Kūmarahou leaves were traditionally taken internally as a decoction for bronchial complaints and topically for healing skin conditions. Kūmarahou is also said to have a healing effect on the lungs. The flowers of the plant were used as a foaming soap in running water.

Making a decoction is similar to making tea except it is made by simmering plant materials in water for about 10-20 minutes, or in the case of plants like Tanekaha up to several hours. Many decoctions can be taken internally, such as:

  • Tataramoa leaves or young shoots as an evening drink to aid sleep or;
  • Karamu leaves and young shoots as a tea and tonic for thekidneys and to help break down blood;
  • Kohekohe leaves as a bitter tonic to help flush the liver or ease intestinal or unterine cramping

Or topically such as;

  • Tanekaha bark used as a topical antifungal wash in cases of athletes food or fungal infections of the fingernails
  • Koromiko leaves used as a topical wash to ease chaffing
  • Tupakihi leaves as a hot compress to ease aching limbs and joints (Tupakihi is poisonous)

How to make a Kūmarahou decoction:

You’ll need:

  • A handful of fresh (or half a handful of dried) Kūmarahou leaves
  • Water
  • Stainless steel pot
  • Strainer to filter plant material


Prior to harvesting your plant material and again before making your rongoā, offer a quiet karakia to acknowledge Tāne’s gift and the prupose for which it was harvested.

Cover your Kūmarahou leaves with cold water (about 1.5 litres) in a stainless steel pot.
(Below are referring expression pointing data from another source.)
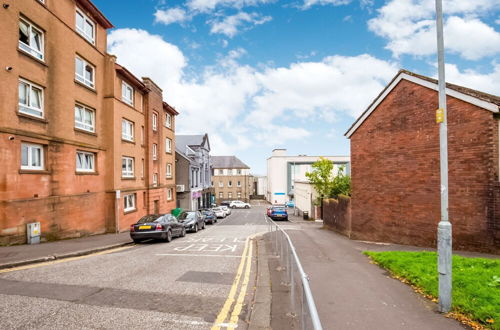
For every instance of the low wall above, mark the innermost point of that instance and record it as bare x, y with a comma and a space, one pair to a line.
337, 215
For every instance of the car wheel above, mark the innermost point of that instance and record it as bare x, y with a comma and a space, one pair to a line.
169, 236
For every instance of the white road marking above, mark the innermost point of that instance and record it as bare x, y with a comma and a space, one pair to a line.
198, 255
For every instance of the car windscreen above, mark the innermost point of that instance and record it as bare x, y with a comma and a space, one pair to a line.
149, 218
186, 215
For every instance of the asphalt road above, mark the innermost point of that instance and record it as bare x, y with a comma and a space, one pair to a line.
200, 281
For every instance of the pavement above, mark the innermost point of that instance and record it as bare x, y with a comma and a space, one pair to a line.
18, 255
213, 278
349, 291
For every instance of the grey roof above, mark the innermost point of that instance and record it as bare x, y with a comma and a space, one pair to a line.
227, 162
181, 141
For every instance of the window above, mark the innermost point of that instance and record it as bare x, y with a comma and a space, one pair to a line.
127, 130
169, 170
31, 156
84, 72
129, 202
30, 39
168, 120
30, 98
127, 167
84, 118
155, 121
85, 161
85, 26
168, 145
127, 93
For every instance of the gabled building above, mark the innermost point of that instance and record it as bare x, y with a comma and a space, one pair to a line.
395, 166
193, 172
231, 179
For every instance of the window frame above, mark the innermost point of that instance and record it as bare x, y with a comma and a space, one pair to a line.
85, 170
83, 125
168, 120
130, 125
124, 98
154, 121
38, 54
128, 173
82, 79
168, 171
29, 107
129, 202
168, 145
81, 31
30, 146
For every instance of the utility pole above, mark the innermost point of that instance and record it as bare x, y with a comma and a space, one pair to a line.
444, 227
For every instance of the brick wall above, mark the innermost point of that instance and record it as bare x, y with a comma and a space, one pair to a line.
337, 215
395, 171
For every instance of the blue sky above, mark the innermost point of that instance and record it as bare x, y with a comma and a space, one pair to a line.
262, 74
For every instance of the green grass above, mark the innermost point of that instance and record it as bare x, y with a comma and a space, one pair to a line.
476, 281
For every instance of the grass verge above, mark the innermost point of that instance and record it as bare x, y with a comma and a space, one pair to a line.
476, 281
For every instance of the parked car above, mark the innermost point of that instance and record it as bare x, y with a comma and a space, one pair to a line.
192, 220
226, 209
157, 226
209, 216
219, 212
278, 213
239, 205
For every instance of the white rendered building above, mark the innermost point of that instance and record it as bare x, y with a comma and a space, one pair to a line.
283, 170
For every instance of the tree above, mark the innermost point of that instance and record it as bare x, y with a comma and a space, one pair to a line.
326, 183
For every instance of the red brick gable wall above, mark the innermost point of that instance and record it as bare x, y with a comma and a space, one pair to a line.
395, 171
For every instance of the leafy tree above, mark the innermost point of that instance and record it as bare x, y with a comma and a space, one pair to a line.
324, 181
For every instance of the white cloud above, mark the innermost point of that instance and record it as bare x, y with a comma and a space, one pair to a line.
309, 3
241, 106
488, 83
230, 25
171, 15
409, 27
210, 5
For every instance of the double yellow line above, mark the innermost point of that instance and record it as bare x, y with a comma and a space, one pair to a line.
243, 272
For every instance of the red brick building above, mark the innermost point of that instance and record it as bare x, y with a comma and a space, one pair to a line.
395, 166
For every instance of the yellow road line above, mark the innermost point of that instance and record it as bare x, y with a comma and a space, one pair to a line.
230, 299
47, 263
241, 297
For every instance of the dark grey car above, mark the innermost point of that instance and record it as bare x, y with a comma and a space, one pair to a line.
192, 220
157, 226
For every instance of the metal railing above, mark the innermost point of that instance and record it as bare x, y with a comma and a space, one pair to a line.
301, 298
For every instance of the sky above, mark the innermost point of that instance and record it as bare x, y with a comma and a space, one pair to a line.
263, 74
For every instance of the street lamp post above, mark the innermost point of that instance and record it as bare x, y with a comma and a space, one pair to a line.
444, 227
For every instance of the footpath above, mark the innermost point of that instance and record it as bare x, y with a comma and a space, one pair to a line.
349, 291
18, 255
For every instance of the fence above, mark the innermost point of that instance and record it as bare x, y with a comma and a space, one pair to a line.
301, 298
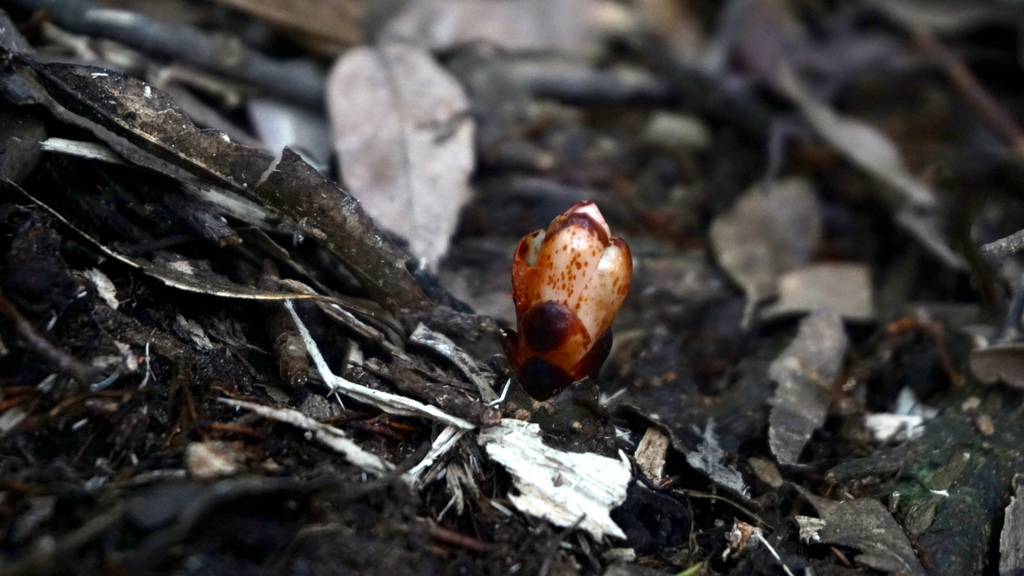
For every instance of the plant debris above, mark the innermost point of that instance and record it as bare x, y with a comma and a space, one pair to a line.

Bring this to the boil and simmer gently for 15-20 minutes. Remove the pot from the heat and strain plant material from the water using a clean cloth or muslin. This water is your decoction. Once the liquid has cooled you can store your decoction in the fridge until needed. Return the spent plant material/leaves to Papatuanuku. Never discard your used leaves in the rubbish.

To Use:

Mix half a cup of cold decoction with half a cup of warm water. Drink 2-3 cups each day. The taste will improve as you get used to the initial kawa bite of the first mouthful.